Drumming News :
Kassa Overall wasn’t supposed to make a song that night. He was supposed to clean. Standing in his jam-packed backyard studio—drums stacked like sculpture, synths wedged into corners, cables curling across the floor—he made a noble attempt. But one sound led to another, and the next thing he knew, “I kept going… Now I got a whole song.” For Overall, that’s the gravitational pull of creativity. “The hardest thing to do is find that one thing that makes it dope… Once you’ve got that, you’re done.”
It’s this blend of spontaneity, discipline, and surrender that fuels CREAM, the Grammy-nominated drummer’s bold new album of jazz-soaked hip-hop reinterpretations. But the ease in his smile belies the long, jagged road he took to get here. After years grinding in New York, he spiraled into an artistic low point—“I wasn’t enjoying performing… I’m losing the love for this”—and even considered walking away. Then came the phone call that snapped him back: jazz titan Geri Allen inviting him to play the Village Vanguard. “One of the greatest piano players in the world wants me to come play at the mecca… You depressed? Go for a run, bro. Go get a massage. You gotta do this gig.”
He did. And the next 15 years reshaped him, from late-night gigs to drumming beside Yoko Ono and holding down rhythms for Jon Batiste on The Late Show. Returning to Seattle during the pandemic wasn’t planned, but now he relishes the breathing room: “I think I have more ability to practice and work here.”
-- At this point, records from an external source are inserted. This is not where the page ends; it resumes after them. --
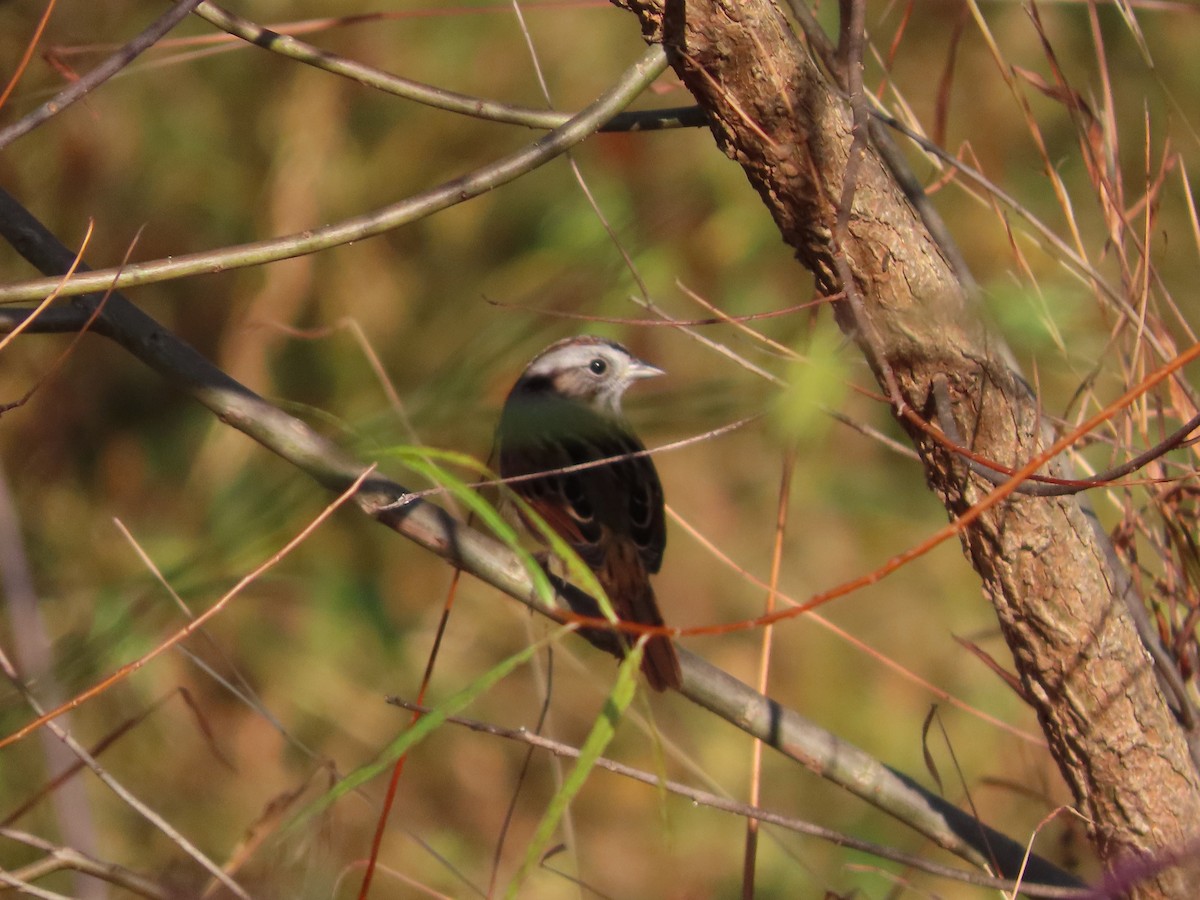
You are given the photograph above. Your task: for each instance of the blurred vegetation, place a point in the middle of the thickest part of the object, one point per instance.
(203, 145)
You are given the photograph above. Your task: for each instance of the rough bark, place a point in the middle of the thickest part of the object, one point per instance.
(1042, 563)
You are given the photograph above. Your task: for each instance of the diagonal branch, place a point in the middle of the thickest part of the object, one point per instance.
(493, 563)
(1043, 562)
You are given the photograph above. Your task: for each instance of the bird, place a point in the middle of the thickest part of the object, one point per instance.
(564, 411)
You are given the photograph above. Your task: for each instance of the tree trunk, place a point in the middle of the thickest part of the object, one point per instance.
(1042, 562)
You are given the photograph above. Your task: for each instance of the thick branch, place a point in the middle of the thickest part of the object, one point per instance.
(1042, 561)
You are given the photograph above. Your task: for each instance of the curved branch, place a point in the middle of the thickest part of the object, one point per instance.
(436, 97)
(635, 81)
(101, 73)
(493, 563)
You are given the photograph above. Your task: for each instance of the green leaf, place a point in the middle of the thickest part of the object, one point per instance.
(420, 730)
(603, 731)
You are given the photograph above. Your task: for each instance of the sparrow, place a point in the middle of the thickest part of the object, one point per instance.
(563, 411)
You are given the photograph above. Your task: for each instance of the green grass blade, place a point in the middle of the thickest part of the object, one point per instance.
(420, 730)
(603, 730)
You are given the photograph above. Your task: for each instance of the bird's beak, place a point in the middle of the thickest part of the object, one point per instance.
(640, 370)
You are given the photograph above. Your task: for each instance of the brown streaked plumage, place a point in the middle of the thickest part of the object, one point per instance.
(565, 411)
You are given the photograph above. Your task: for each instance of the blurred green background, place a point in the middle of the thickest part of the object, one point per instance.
(201, 145)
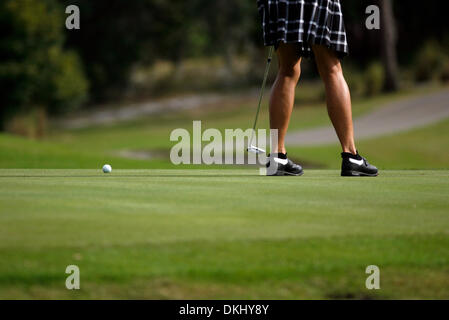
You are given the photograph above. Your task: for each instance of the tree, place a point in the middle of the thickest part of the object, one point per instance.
(388, 45)
(35, 71)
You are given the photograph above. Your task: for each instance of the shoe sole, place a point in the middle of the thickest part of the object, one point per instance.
(285, 173)
(358, 174)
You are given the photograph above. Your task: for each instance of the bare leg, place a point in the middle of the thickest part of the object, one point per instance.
(283, 92)
(337, 96)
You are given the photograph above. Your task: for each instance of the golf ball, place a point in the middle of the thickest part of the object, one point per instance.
(107, 168)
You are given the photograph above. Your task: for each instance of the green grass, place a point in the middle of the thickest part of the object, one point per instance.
(166, 233)
(223, 234)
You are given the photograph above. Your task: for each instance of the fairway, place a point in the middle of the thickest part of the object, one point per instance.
(223, 234)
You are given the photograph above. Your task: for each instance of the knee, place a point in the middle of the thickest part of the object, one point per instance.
(292, 71)
(330, 70)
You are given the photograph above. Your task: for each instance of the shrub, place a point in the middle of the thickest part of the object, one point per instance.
(430, 62)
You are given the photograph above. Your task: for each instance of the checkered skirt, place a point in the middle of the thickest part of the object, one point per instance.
(304, 22)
Growing up torn between jazz and rap—“I felt so divided”—Overall learned to ignore the boundaries other people insisted on. “Just because the outside world divides something in some kind of way doesn’t mean you have to.”CREAM is the sound of that realization made flesh: Biggie with Coltrane shadows, Dr. Dre refracted through flute lines, Snoop Dogg filtered through the ghost of Elvin Jones.
A quick idea turned into a full-scale project, arranged with the care of a vintage Rudy Van Gelder session. And as Overall admits with a grin, “I guess I can’t really do anything halfway.” His fans wouldn’t have it any other way.